One of the greatest things Kurt Busch achieved in his NASCAR career will not be found on a statistic sheet, nor shown in a highlight reel when he’s eventually inducted into the Hall of Fame.
Considering Busch spent 23 years making starts at stock car racing’s highest level, that might be hard to believe. Busch is a Daytona 500 winner, Cup Series champion, All-Star Race winner and at a time, had a near-certain lock on the Bristol Motor Speedway concrete. It is not an exaggeration to say Busch experienced just about everything the sport could throw at him.
The process of navigating all of that also helped bring about his other great accomplishment: the complete reinvention of his personality and likeability.
Busch is a talented son of a gun, and no one has ever questioned what he could do behind the wheel of a race car or his ability to carry that car or race team when needed. But for much of Busch’s career, that talent was overshadowed by his antics.
Bold. Brash. Immature. Unprofessional. The list goes on. Busch was tagged with plenty of unflattering descriptors.
It was self-inflicted. Busch could blow up as quickly as he could drive. There are montages on YouTube still available to relive those moments, including one memorable quote about a monkey and a football.
Busch never discriminated with his blow-ups – they were aimed everywhere. At his race team, the media, and other drivers. His brother didn’t escape, either. Kurt and Kyle went through an extended period of not talking after wrecking together in the 2007 All-Star Race.
There were also off-track incidents that landed him in trouble. For the longest time, Busch just couldn’t get out of his own way.
Consider that a year after winning the championship, Busch was benched by Roush Racing for the final two races of the 2005 season after being charged with reckless driving. There was mutual separation from Team Penske after the 2011 season after his being caught on camera cursing at a television reporter.
In 2012, Busch was suspended for threatening to beat up a reporter after a race.
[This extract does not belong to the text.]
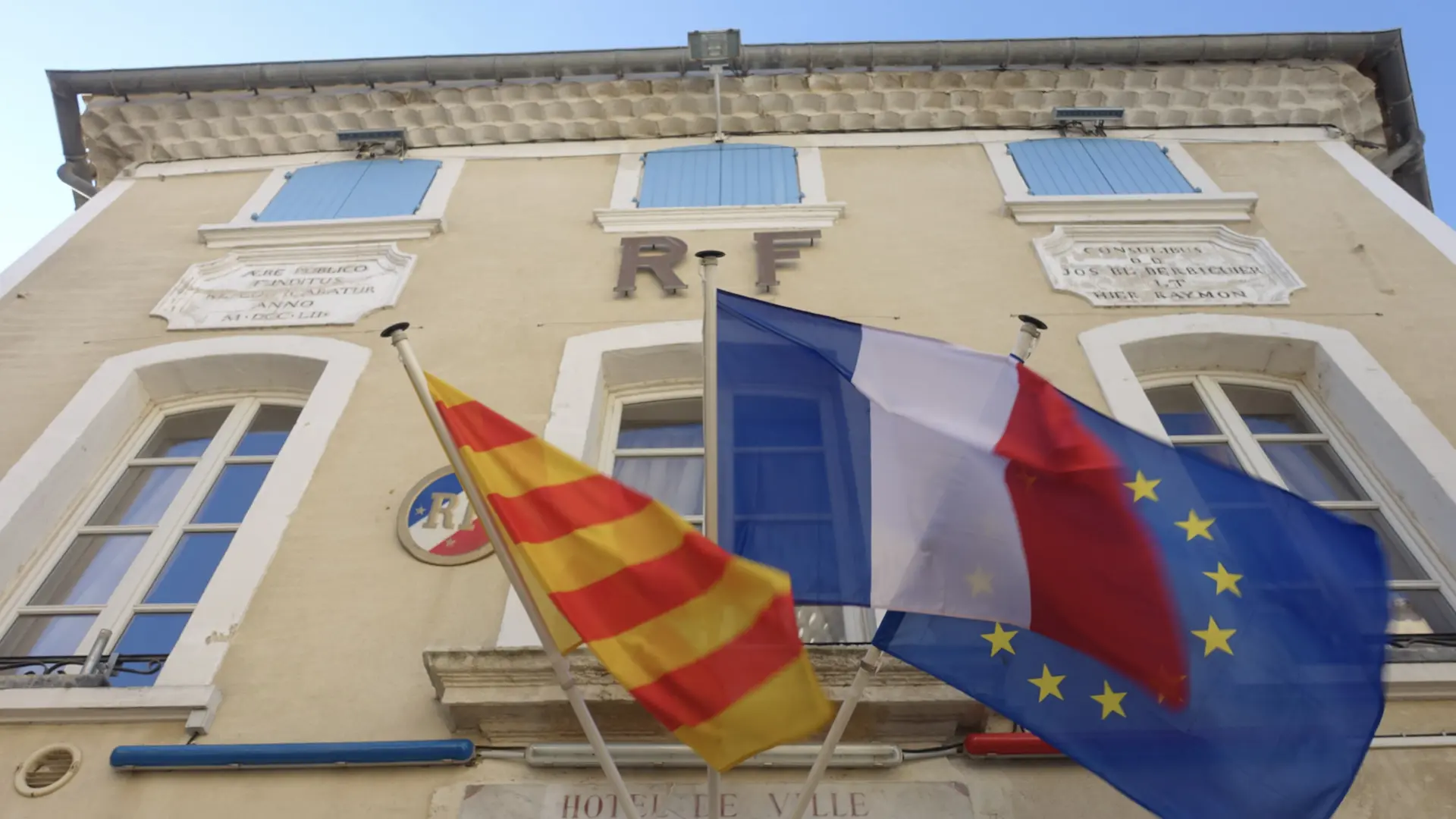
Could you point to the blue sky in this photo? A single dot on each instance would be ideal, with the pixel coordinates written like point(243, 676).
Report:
point(89, 34)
He ripped a different reporter’s papers in the media center after a press conference, having disagreed about something he said that was in a transcript.
Somewhere along the way though a switch finally flipped, leading to an incredible transformation that resulted in his becoming one of the most respected individuals in the NASCAR garage. And one who was showered in love and appreciation after announcing Saturday at Las Vegas Motor Speedway he would not return to racing this season or run full-time in 2023.
Perhaps it was being humbled driving for James Finch (in 2012) and Furniture Row Racing before Furniture Row became a contender. Maybe it was the second chance he got driving championship-caliber equipment for team owners like Tony Stewart and Chip Ganassi.
It also might have been realizing that being ‘The Outlaw’ wasn’t all that great. Being suspended for his on-track actions for off-track accusations can wake someone up really quickly. Every driver acknowledges it’s not a good feeling seeing someone else drive your race car.
Busch wasn’t going to get many second chances, so he needed to make his stick. He did.
Maturity and respect became the way. Over time, Busch worked to be a better person and show change he was changing. As he did, the response to him changed. Fans began cheering when Busch won and acknowledging the difference seen in him.
Remember when people tried to say there was a “new Kyle Busch” as he experienced his own troubles? Well, a new attitude may not have stuck on the youngest Busch, but it certainly did on the older one.
It is not easy to reinvent yourself. It’s even harder for a professional athlete stuck in his ways for so long and living a high-stress, highly competitive lifestyle.
Kurt Busch did to the betterment of himself and the sport. Unfortunately, he will not get to finish his career the way he hoped: competing for a championship with 23XI Racing and being the one to decide when his last race will be as a full-time competitor. Hopefully, Busch will return to 100% health-wise and be able to climb behind the wheel again if he chooses.
If that day doesn’t come, have no fear. Busch is reinventing himself as a resource for 23XI Racing while on the sidelines. Maybe he’ll also do so in another role in the sport.
Whatever it is that Busch does next, it’ll be as the best version of himself. And whatever he does next, Busch is bound to be great.